また、メリットで既述したように入院が1入院あたりでカウントされても、そもそも上限額があるため100%補償されないケースもあります。仮に3日の入院・手術で治療費が30万円の場合、入院保険金の3.6万円と手術保険金の15万円で合計18.6万円が受け取れ、100%補償どころか62%補償で70%補償にも足りません。

SBIプリズム少短 プリズムペットの補償内容とプラン(出典:SBIプリズム少額短期保険公式HP「補償内容/保険料」)
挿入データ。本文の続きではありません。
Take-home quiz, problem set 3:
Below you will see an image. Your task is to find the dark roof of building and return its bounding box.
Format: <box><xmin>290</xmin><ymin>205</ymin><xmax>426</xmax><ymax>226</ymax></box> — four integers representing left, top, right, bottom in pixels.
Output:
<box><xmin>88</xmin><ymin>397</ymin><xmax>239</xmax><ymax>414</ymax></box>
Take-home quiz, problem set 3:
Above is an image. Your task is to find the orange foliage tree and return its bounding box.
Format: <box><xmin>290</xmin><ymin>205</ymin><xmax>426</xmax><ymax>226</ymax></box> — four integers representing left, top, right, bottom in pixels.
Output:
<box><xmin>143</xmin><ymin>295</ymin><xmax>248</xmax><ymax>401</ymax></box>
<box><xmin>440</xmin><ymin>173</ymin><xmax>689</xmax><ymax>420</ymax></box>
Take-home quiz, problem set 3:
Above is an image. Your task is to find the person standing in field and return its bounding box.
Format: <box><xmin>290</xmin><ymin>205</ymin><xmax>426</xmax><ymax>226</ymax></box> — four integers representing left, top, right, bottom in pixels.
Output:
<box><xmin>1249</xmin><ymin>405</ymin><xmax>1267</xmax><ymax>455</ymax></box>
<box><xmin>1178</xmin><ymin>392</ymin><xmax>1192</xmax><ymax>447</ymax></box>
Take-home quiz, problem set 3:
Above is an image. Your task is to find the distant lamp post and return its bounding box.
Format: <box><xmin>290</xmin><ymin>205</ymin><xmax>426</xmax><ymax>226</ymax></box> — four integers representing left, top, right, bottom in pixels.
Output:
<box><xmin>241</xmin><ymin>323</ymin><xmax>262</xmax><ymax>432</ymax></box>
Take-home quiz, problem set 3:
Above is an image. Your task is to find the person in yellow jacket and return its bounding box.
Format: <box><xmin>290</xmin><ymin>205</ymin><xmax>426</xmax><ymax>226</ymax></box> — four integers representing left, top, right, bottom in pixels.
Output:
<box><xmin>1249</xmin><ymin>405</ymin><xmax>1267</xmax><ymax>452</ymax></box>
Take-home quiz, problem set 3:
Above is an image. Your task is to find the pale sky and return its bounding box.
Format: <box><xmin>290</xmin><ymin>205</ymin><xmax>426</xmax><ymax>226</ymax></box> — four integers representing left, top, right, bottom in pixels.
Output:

ちなみにSBIプリズム少短は少額短期保険業者である点に注意が必要です。少額短期保険業者は契約者保護機構に加入しておらず、経営破綻すると法務局に預けた供託金が契約者等で分配するだけです。経営破綻すると加入した人は保険金の受け取りが遅れたり、最悪の場合は保険金が受け取れない可能性があります。

その点、SBIプリズム少短は上場もしているSBIグループの一社であり、他の少額短期保険業者よりは過度な心配はいりません。ただ、親会社から切られる可能性等もあるため、一応は留意しておいた方が良いでしょう。

評判・苦情

SBIプリズム少短の2022年度(2021年4月~2022年3月)の決算資料によると、保険会社の収入を示す保険料収入は前年度の38億円から46億円になり好調でした。純利利益は前年度はマイナス2.7億円に陥りましたが、今年度はマイナス8986万円に縮小しています。業績からするとペット保険の評判は悪くはありません。

ただし、オリコンのペット保険 総合ランキング2022(実際に保険を適用した4506人が調査対象)では、SBIプリズム少短は12社中9位と下位に沈んでいます。この調査の評価項目は加入手続き・保険プラン・保険料・付帯サービス・保険金ですが、いずれの項目でも9位で評価は低いです。

その中で適用内容別部門結果(実際に保険金を受け取った際の評価)では、入院・手術で3位に躍進しています。このあたりは100%補償であり、保険金の受け取りもスムーズだったことが分かります。やはり100%補償を支持する人も相当数いるようです。

SBIプリズム少短のオリコンペット保険総合ランキング2022の順位と各項目の評判(出典:オリコン公式HP「SBIプリズム少額短期保険 ペット保険の評判・口コミ」)

個別のクチコミでは「上限金額が低い」「SBIになる前の方が保険金の振込みが早かった」「補償されない病気があった」等のネガティブな意見がありました。概ねデメリット等で既述した内容ですが、上限金額の低さ、特に通院については不満がある人が多いようです。

以上のデータから考えると、SBIプリズム少短の評判は良くはありません。多くの項目が低評価で、評価されているのは100%補償だけという感があります。プリズムペットにリニューアルされて、評判も業績も回復してくるのか見守る必要がありそうです。

総合評価・おすすめか?

結論としては、SBIプリズム少短のプリズムペットは総合的にはイマイチな保険です。メリットもあるにはありますが、それよりは保険料の高さとデメリットの方が目立つからです。どうしても100%補償が良い人は、ライトプランで検討した方が良いでしょう。

そうでなければ他社の保険も検討した方が賢明でしょう。保険料の安さでいえば、FPCやリトルファミリー少短のペット保険等があります。通院補償ナシならアニコムのぷちプラン・アイペットのライトプランという手もあります。補償内容・評判等も重視するならSBIいきいき少短・ペットメディカルサポート等のペット保険が検討候補になります。